На лице его появляется скептическое выражение.

— Можешь, конечно, заниматься «бегом», если угодно. Но… — Он медленно окидывает меня взглядом. — Это, наверное, не очень разумно. Ты выделяешься среди прочих на борту корабля… Я не поручусь за твою безопасность, если ты покинешь Больницу.

Внутренности сжимаются в комок. Да что это за люди? Что он имеет в виду под «безопасностью»? Он что, думает, на меня кто-нибудь нападет?

Доктор словно не замечает моего волнения.

— Чем еще ты можешь заниматься?

— Я работала в редакции ежегодника. Люблю фотографировать, — отвечаю я, все еще в мыслях о том, как меня встретят, когда я выйду отсюда.

— Хм, — звучит неодобрительно. — Вообще-то у нас не разрешается фотографировать не для научных целей.

Хоть я и пытаюсь доказать доктору, что могу вести себя спокойно и без транквилизаторов, тут сдержаться от возмущения у меня не получается.

— Вы шутите? Запрещено фотографировать?

— Какие еще у тебя есть склонности? — спрашивает он, полностью игнорируя мой собственный вопрос.

— Да не знаю я, — всплескиваю руками. — Как развлекается здешняя молодежь? Клубы? Вечеринки?

— У нас нет ни школы, ни вечеринок, ничего подобного, — медленно произносит доктор, убирая лежащие на столе карандаши в кружку, — потому что на борту корабля нет детей. В данный момент.

— Что? — я наклоняюсь вперед, словно это поможет мне понять, о чем он говорит.

За спиной у меня открывается дверь.

Доктор встает, приветствуя вошедшего, но я остаюсь на месте. Вошедший — старик, но в кабинет он входит с таким видом, словно все здесь принадлежит ему, хоть и слегка прихрамывая.

— Это Эми, — доктор проговаривает мое имя так, словно не уверен в его произношении, хоть в нем и есть-то всего три буквы.

— Очевидно, — отзывается старик. Он по-прежнему стоит и презрительно смотрит на меня сверху вниз. — Что ты знаешь о «Годспиде»?

— Это — название корабля?

Он нетерпеливо кивает. Мне кажется странным, что в названии корабля упоминается «Бог». Этот чересчур чистенький кабинет, пахнущий дезинфекцией и еще чем-то сильным, меньше всего напоминает о Боге.

— В то время, когда меня заморозили, его называли проектом «Ковчег». О нем я знаю только то, что я — на нем. Мы летим на планету в системе Центавра, которую обнаружило НАСА за несколько лет до моего рождения. Это корабль для нескольких поколений — предполагается, что вы рождаетесь на корабле, управляете им, пока мы не долетим, а потом мои родители вместе с остальными членами миссии терраформируют новую планету.

Он кивает.

— Это все, что тебе нужно знать о «Годспиде», — говорит он. — Хотя нет, еще кое-что. Я — Старейшина.
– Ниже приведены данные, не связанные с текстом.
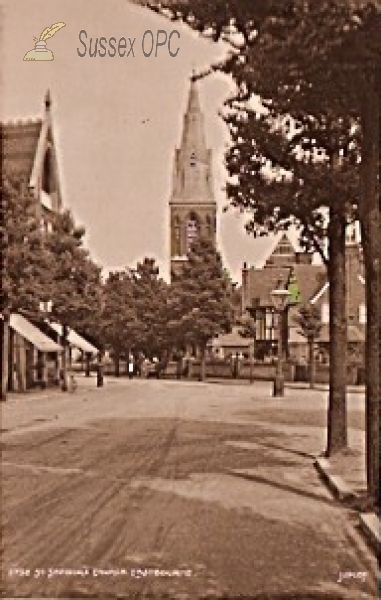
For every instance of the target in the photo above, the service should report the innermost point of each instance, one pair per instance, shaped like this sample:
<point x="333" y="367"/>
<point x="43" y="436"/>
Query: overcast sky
<point x="117" y="122"/>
«Ну и молодец, — думаю я. — Какая привилегия — быть стариком».

Он принимает мое молчание за внимание к его словам и продолжает:

— Этому кораблю не нужен капитан. Его путь был определен давным-давно, и корабль был создан так, чтобы работать без вмешательства человека, — старик вздыхает. — Но хоть корабль и может обойтись без руководства, люди — нет. Я — самый старший из них. Я — их лидер, — он берет со стола доктора круглое пресс-папье и рассматривает его так, словно держит в руках весь мир. На самом деле ведь так оно и есть. Корабль — его мир.

— Ясно.

— Поэтому мне подчиняются все.

— Чудно.

— Включая тебя.

— Ладно.

Старейшина испепеляет меня взглядом. Обрушивает пресс-папье обратно на докторский стол — но не туда, где оно лежало изначально. Доктор тянется к нему, словно желая подвинуть на место, но все же сдерживается.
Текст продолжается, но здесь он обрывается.